Product: 1449327141

A very useful book. Mainly a book of ideas more than anything else. Sometimes that is missing in the software development literature. The C11 standard has yet to take hold far and wide. A large body of code will be in earlier versions of C for the foreseeable future. New development however presents an opportunity for doing things with new versions of C in a different way.

Source code in C that fully embraces new constructs in the latest revision of C is as different from previous versions of C as code based on the later C++ revisions are to earlier C-Style C++. Code based on earlier revisions are forward compatible, but the latest revisions are not backwards compatible. Like C++, C standardization has gotten on track to encode in the language, the lessons learned in the realm of software development.

The book is an attempt to leverage some of the possibilities and express them in a way that is relevant to real-world use. Some of the ideas in the book goes against widely held programming orthodoxy and will probably be seldom adopted, but such ideas are discussed. The book, despite the impression I may have given, is not about C11. A lot of the book is still rooted in the earlier revision. The author acknowledges that not all compilers have embraced the latest revision.

Some will have read this book within the first two decades of the 21st Century and dismiss many parts of it. Much of that will be due to the gap between the ideas expressed and the reigning orthodoxy. The book does foreshadow that code defined in the C language during the middle and later parts of the 21st Century will be completely different in form and structure to code in revisions of C prior to C11. That code will not look the way it does in this book, but the author’s work reflects how different C code can be.

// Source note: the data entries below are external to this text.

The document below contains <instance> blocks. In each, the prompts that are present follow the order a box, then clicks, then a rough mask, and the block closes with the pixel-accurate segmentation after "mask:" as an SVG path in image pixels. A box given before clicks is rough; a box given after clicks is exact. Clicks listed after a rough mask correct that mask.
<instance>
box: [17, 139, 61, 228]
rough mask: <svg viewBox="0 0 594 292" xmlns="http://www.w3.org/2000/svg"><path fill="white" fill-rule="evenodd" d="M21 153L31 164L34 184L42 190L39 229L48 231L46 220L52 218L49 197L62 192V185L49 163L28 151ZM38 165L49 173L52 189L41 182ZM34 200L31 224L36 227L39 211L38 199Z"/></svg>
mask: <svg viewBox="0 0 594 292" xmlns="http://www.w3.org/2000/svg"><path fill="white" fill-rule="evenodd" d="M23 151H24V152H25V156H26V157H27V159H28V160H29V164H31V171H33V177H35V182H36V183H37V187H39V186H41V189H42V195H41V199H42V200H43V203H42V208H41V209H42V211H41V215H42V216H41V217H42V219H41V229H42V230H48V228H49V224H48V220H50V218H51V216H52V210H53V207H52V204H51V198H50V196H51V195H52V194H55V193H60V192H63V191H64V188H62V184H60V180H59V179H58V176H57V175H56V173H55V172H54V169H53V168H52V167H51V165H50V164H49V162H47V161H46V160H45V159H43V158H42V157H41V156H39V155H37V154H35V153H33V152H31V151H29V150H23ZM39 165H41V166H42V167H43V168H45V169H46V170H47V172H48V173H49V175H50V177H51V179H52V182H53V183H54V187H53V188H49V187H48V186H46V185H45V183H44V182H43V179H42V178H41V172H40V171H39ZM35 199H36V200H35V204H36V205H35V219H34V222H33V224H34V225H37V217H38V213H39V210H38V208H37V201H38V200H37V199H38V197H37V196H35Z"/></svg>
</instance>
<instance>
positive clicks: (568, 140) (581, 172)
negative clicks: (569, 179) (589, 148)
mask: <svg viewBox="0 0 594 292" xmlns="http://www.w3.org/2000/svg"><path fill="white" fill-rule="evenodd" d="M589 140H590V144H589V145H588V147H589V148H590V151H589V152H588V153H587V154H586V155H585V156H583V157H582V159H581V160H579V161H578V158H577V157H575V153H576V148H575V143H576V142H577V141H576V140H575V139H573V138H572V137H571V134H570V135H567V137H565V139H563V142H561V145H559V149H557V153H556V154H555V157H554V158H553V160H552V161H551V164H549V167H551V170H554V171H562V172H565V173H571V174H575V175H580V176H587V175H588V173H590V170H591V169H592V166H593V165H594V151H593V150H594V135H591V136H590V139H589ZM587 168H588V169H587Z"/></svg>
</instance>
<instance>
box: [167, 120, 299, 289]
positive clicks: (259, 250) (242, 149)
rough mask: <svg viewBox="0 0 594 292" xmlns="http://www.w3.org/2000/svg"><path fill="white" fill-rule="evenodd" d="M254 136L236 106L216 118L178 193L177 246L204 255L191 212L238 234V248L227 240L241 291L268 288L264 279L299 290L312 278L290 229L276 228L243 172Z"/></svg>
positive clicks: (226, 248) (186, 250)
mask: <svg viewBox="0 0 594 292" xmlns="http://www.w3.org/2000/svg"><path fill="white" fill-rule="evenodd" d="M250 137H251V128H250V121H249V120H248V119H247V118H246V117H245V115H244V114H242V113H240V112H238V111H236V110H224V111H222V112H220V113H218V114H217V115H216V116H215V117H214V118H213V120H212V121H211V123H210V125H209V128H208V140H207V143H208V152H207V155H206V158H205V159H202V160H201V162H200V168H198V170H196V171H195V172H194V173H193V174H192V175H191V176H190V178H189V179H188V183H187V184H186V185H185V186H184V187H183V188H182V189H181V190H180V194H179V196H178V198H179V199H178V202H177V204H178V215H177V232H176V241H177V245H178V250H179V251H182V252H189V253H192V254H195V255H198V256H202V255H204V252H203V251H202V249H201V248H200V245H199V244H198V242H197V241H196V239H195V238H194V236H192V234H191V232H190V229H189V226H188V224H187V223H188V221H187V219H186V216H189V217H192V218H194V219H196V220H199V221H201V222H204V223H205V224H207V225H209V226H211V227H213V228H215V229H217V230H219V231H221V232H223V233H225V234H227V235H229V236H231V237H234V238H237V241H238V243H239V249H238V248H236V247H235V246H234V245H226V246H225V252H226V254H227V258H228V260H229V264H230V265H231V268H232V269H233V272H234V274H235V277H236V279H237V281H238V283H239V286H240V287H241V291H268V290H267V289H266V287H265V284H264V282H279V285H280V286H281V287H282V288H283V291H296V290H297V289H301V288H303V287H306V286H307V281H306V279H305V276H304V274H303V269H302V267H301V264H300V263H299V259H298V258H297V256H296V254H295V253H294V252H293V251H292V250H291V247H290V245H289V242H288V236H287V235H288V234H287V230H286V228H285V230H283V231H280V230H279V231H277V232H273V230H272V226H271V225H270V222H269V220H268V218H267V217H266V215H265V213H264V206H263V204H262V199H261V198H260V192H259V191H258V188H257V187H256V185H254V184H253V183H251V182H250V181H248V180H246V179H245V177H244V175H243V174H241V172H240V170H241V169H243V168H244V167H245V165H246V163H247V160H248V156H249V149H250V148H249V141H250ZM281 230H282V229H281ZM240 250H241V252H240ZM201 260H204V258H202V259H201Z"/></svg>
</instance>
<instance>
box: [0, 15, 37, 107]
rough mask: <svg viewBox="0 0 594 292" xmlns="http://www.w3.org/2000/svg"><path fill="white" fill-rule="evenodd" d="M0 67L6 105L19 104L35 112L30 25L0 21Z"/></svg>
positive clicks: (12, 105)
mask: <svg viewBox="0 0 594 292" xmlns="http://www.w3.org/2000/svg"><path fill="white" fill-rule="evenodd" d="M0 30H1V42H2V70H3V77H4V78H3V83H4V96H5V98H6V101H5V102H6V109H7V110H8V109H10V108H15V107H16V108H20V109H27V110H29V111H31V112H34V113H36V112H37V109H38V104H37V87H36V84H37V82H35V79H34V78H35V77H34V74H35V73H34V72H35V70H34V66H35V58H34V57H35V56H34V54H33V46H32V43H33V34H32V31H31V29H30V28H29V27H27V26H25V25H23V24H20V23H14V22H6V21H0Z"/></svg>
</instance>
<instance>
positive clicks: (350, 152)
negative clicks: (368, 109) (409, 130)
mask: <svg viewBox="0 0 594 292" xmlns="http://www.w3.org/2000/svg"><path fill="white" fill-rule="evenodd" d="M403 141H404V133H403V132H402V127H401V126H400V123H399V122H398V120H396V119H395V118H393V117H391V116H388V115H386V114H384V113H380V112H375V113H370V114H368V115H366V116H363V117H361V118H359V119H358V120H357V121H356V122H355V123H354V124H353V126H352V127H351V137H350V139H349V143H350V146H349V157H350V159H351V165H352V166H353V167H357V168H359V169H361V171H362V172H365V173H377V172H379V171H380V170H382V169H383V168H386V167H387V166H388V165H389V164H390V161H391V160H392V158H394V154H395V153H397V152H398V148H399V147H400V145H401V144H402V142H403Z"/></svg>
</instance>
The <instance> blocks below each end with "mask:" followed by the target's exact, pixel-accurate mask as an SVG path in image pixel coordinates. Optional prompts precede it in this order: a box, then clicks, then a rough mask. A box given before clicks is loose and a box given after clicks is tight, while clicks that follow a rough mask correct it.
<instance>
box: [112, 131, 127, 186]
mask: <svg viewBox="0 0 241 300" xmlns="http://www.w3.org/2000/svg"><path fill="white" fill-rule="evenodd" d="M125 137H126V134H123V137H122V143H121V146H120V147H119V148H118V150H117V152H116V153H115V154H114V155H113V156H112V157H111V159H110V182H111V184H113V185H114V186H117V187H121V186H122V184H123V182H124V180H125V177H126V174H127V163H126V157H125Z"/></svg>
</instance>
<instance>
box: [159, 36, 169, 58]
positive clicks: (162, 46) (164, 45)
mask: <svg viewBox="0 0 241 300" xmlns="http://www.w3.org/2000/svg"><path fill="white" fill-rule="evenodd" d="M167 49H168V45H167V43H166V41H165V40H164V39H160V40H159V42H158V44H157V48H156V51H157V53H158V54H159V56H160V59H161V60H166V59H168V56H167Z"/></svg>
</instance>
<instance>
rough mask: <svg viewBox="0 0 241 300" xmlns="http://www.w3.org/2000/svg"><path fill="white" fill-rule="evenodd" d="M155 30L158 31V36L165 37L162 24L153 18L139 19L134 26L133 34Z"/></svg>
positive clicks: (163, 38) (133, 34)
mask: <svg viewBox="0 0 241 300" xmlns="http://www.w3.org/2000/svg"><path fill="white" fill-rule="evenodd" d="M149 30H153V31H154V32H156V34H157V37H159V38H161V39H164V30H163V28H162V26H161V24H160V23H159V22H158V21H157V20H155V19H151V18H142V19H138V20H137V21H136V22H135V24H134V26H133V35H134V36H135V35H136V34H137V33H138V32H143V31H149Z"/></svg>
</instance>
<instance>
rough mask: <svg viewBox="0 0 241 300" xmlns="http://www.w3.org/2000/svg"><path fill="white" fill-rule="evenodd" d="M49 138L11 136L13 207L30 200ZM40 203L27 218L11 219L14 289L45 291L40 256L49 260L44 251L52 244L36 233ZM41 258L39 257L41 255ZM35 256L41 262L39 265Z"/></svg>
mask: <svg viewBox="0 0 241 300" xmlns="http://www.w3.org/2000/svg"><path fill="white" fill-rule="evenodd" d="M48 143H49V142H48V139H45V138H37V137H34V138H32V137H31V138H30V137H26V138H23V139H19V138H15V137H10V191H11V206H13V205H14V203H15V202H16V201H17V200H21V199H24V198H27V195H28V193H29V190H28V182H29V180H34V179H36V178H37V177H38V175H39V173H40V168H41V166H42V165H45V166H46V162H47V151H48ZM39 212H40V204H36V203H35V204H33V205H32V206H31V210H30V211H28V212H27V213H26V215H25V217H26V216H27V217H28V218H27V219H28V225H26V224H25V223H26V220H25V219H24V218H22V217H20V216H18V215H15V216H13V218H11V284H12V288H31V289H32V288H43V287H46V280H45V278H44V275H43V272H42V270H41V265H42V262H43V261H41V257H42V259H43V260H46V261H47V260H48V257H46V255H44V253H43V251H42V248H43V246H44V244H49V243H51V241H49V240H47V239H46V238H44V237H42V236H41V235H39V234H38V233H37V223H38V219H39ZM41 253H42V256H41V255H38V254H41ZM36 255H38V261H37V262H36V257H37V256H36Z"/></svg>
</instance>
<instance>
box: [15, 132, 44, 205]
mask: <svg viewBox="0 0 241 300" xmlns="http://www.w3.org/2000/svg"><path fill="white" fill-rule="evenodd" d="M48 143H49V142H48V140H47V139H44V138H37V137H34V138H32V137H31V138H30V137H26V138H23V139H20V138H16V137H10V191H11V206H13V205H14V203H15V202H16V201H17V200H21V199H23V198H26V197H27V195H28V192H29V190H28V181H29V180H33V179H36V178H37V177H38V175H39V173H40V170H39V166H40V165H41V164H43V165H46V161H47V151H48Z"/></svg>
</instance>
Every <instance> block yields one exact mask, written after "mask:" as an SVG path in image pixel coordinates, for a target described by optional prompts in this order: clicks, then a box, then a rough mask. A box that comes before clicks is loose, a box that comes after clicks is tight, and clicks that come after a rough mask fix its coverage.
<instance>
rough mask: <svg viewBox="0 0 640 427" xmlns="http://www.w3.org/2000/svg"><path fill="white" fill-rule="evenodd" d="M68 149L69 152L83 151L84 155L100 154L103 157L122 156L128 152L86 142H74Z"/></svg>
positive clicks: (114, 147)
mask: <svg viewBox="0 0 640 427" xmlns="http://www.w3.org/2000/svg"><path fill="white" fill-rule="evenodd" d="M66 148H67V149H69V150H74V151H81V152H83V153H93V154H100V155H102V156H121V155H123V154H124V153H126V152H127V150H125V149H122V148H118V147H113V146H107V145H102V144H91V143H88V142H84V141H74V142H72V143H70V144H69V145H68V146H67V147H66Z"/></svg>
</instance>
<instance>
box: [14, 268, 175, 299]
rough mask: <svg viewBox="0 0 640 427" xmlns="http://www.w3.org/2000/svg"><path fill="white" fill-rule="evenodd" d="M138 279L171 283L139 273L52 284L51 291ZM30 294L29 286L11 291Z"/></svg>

The book is not entirely about an alternative way to write C code. Chapters 2 - 4, basically the front part of the book, focuses on development process and tools. The information in those chapters are relevant today regardless of which version of C you are using and applies to command-line C++ development as well. Writing code is more than writing code, it also involves tools and process and those chapters covers it. One catch, the information is for those already acclimated to the manual way of doing things. What the author covers is another manual way of doing things that consolidate multiple manual steps under the assumption you already understand those steps. As a result, it is not really for beginners.

The way the book is written is it is a conversation between people experienced in the realm of native code development involving C and/or C++. The book has no beginner level topics but may be approachable to someone who has spent a few months in the topic areas addressed. It is senior level information directed to those with hands-on background in the topic. The structure and tone of the book is a persuasive argument for a set of development practices and language usage that the author has found useful. I think it succeeds more in the initial chapters but is weaker in making the case in chapters 5 onward. However, those chapters are a good starting point for those interested in exploring the topics further.

The book does have weakness of content rather than of writing. The writing is excellent, approachable, and gets the points across very well. One major weakness is the book does slant more in the direction of Linux and Unix-based environments. I do not personally think that is so bad but it just means some of the thoughts expressed will not translate fully to a Windows-based environment. What makes up for that is the author doesn’t clearly say that, but implies the gap between some of the advancements in C and their lack of uptake in Windows. A lot more innovation in the C and C++ languages seem to occur more often and more rapidly in the Linux and Unix-based environments so it is understandable that a book on the topic may have an emphasis in that direction. You also see the same in a worthy companion book of the title, Advanced C/C++ Compiling.

One area where the book’s content may be less applicable, at least for a number of years, is in the area of hardware, real-time, and embedded device programming. I would speculate that earlier revisions of C will be stronger there for a while and some of the guidance given in the book do not seem as if they would scale down although they do seem relevant for desktop class computers and up. That is just my perception.

Again, the book provides good exposure to alternative ideas in the application of the C language. That is the biggest strength of the book followed by a solid discussion of development process at the beginning. The author points out that many books on C programming are either outdated or mechanically updated to talk about new versions of C without really taking a holistic view of the topic in the context of language updates. This book is a start on that conversation. It is not a tutorial or walk through of C but is the right type of book to read after you have learned how to do native code in the basic way.